Parable is a figure of speech, which presents a short story typically with a moral lesson at the end. You often have heard stories from your elders such as The Boy Who Cried Wolf and All is Vanity, etc. These are parables, because they teach you a certain moral lesson. Parable is, in fact, a Greek word, parable, which means comparison. It is like a succinct narrative, or a universal truth that uses symbolism, simile, and metaphor, to demonstrate the moral lesson intended to be taught. Like analogy, we find the use of parables in verse, and prose form specifically in religious texts such as the Upanishad or the Bible.

Example of Parable from Literature

Example 1

The holy Quran narrates a parable in second chapter, Al Baqra 2: 259, in which a man happened to pass through hamlet – a place where people died centuries ago. The man doubted the power of God, and thought of how He would resurrect them on the Doomsday. Subsequently, God caused him to die, resurrected him after a hundred years, and asked him how long he slept to which he replied only a day. However, his food was still fresh, which he brought with him. This shows that God has control over all things and time. The traveler’s donkey, on the other hand, was dead and became a skeleton. Then, God joined the bones, muscles, flesh and blood of the donkey again before that man and brought it back to life. Hence, this parable taught us a moral lesson in three ways; firstly, God can change time. Secondly, God has power over life, death, resurrection and no other can have this power. Finally, humans have no power, and they should put their faith only in God.

Example 2

Jesus has mentioned a very popular parable related to Good Samaritan in the holy Bible. Gospel of Luke (10:29-37) describes that there was a traveler (may be a Jew), whom some people had robbed and beaten alongside the road and left him. A Levite and a priest passed through that way, but both ignored that man. Eventually, a Samaritan reached there and helped the injured and miserable man without thinking about his race or religious belief (generally, Samaritans despise Jews). The moral of this parable is to help all those who are in need, without having prejudice for anyone due to perceived differences.

Example 3

Hans Christian Anderson has written a short parable, “The Emperor’s New Clothes” in a book “Fairy Tales Told for Children.” The author tells about the life of a silly and vain emperor, whom two cheaters approached, pretending to be artists. They suggested him to wear their clothes, which they said, would make him invisible in front of incompetent and stupid people. The emperor agreed and paid them to make such clothes, as he enjoyed wearing fancy dresses.

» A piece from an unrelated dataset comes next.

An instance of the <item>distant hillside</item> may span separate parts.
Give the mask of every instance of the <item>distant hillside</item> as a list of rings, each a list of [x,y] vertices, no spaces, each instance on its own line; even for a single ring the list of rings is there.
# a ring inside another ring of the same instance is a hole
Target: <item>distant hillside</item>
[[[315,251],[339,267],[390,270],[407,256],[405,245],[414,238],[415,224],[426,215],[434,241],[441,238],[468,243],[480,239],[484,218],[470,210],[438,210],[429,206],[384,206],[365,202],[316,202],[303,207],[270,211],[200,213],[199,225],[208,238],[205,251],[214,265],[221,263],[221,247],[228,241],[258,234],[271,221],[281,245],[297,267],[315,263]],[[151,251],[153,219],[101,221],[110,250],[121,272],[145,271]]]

In fact, they did not make any fancy suit; however, people started admiring them, so that they might not be considered as useless and stupid. Therefore, emperor took off his clothes and wore the invisible dress but ended up moving around naked in the town. Nobody told him the truth except a young boy who screamed to see him. Thus, the moral of this parable is that people should have their own opinion, and they need not to depend upon others’ opinions.

Example 4

In the book of Luke (15:11-32), Jesus instructs about the love of God for humanity. In this parable, a rich father gives inheritance to his two sons before death and both leave him. But his younger son wastes the whole wealth and becomes miserable. Sooner that son understands that if he has to survive, then he would have to take the help of his wealthy father ,and father also sees his poor and miserable condition. Hence, he allows him to live with him again. When father dies, he leaves his remaining inheritance for the younger son. The tale conveys the symbolic message that God is like a fatherly figure, who loves humanity despite its rebellious nature, and those who follow His path, are welcomed by Him with rewards.

Function of Parable

Parable is a great teaching tool, because it often uses symbolic imagery and metaphors that the audience can easily recognize. Thus, the storytellers could convey complicated moral truths in such a way that they become relatable and understandable to one’s own life. It is because sometimes listeners have to choose the right lesson that a parable conveys, and the audience, or listeners also participate in arriving at the conclusion in this way. Generally, parables help the readers understand philosophical issues or moral lessons in relatable terms, while tellers could lead them in a better way to apply such principles in their daily lives.